The blade tip determines the edge location for placement of spot/cap probes. It is restricted to element edges/nodes that define the tip of the blade. No consideration is given for case/rotor movement due to thermals, static deflection, lean, twist, etc. Definition of the blade tip requires knowledge of the cyclic coordinate system: axial and tangential directions.

  1. Launch GageMap and load the desired file.

  2. Start the Create and Edit Sensors Task

  3. Launch “Blade Tip” tool from the “Tools” menu

  4. Select “Set Direction Vectors”

  5. Select the axial direction

  6. Select the radial direction

    Note

    GageMap must be told the axial and radial directions on the model. Direction vectors should be entered such that the cross product is in the rotational direction. Right-hand rule applies.

  7. “OK”

  8. “Search for Tip”

  9. “OK”

    _images/tip.gif

    Note

    The Blade Tip as determined by the algorithm is displayed as green element edges. These should define the outermost tip-chord edge of the airfoil. If the airfoil profile contains large radial gradients then the “Radial Tolerance” may be increased. For centrifugal rotors it may be necessary to define the blade tip manually. In this case the automatic blade tip search produced the desired result. The blade tip can be edited or completely defined manually by using the LMB to either enable or disable element edges.

    We will now create a sensor and place it near the leading edge. We should place the sensor sufficiently far back from the LE to compensate for any rotor/case relative motion such that the sensor remains on the tip. It is good practice to verify the sensor location for different load conditions. The “Width” is purely for visualization purposes and reflects the beam diameter in model units. The sensor deflection is derived from the natural coordinates of the underlying element.

  10. “New”

  11. Create a new “NSMS Sensor - Spot Probe” and fill in the width information.

    _images/sensor2.gif _images/map.gif

    Note

    The “Depth” is not used. Leave it as zero.
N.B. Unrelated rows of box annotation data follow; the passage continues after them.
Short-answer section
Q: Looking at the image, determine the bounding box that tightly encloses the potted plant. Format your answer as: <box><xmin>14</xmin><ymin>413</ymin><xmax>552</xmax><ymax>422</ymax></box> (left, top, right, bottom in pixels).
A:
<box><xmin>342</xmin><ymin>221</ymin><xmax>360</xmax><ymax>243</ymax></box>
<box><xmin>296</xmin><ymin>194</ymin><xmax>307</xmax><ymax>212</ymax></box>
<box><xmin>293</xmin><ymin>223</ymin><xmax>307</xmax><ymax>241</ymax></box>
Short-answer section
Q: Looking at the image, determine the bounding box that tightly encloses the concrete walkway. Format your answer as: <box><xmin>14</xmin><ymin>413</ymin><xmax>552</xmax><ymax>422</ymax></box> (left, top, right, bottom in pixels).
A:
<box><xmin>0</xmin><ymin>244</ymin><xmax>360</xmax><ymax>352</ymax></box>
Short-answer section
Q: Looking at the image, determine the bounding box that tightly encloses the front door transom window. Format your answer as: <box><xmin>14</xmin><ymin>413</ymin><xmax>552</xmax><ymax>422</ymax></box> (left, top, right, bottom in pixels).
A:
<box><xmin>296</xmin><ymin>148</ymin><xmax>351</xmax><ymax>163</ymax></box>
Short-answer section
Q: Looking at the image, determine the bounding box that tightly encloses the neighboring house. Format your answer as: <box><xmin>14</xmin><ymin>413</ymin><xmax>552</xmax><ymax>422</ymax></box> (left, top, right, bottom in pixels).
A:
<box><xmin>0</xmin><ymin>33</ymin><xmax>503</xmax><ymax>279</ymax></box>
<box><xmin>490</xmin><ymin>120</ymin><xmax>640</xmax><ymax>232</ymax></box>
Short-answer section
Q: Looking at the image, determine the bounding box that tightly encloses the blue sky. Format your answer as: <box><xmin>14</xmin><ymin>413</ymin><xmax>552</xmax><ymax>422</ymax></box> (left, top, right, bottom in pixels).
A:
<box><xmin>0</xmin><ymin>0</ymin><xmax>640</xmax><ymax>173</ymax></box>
  12. Add as many sensors as needed.

  13. To view a detailed sensor report, select a sensor in the sensor editor and go to Reports -> Detailed Sensor.

    _images/report3.gif

Sensor Reports

The detailed sensor report requires selection of an individual sensor. This report lists the cyclic coordinate system, the sensor mapping and the nominal deflections in the tangential, axial and tip timing directions for each mode. The “Actual” deflection is the deflection as measured by the tip timing sensor. Note that these deflections are not normalized or ratio’ed to any node displacement. If strain gage sensors are present then additional tables of information listing the (actual) deflection-to-(gage) strain and deflection-to-(gage) stress ratios are presented.

The sensor summary report lists the (actual) deflection ratio’ed to the maximum nominal strain and maximum nominal stress for the stress type and all nodes in the normalization basis as defined in sensor preferences.


Sensor Deflection Limits

Tip timing sensor deflection limits are computed in the Fatigue Assessment task using the same methodology as for strain gages. The modal scale factor is either entered by the user or automatically computed by GageMap. Once the modal scale factor is known, sensor deflection limits are computed by multiplying the actual deflection by the modal scale factor. In addition to the deflection limit, ratios of the deflection to both the max vibratory stress and critical stress locations are computed. No attempt is made to report the variability in the deflection limit or ratios due to misplacement.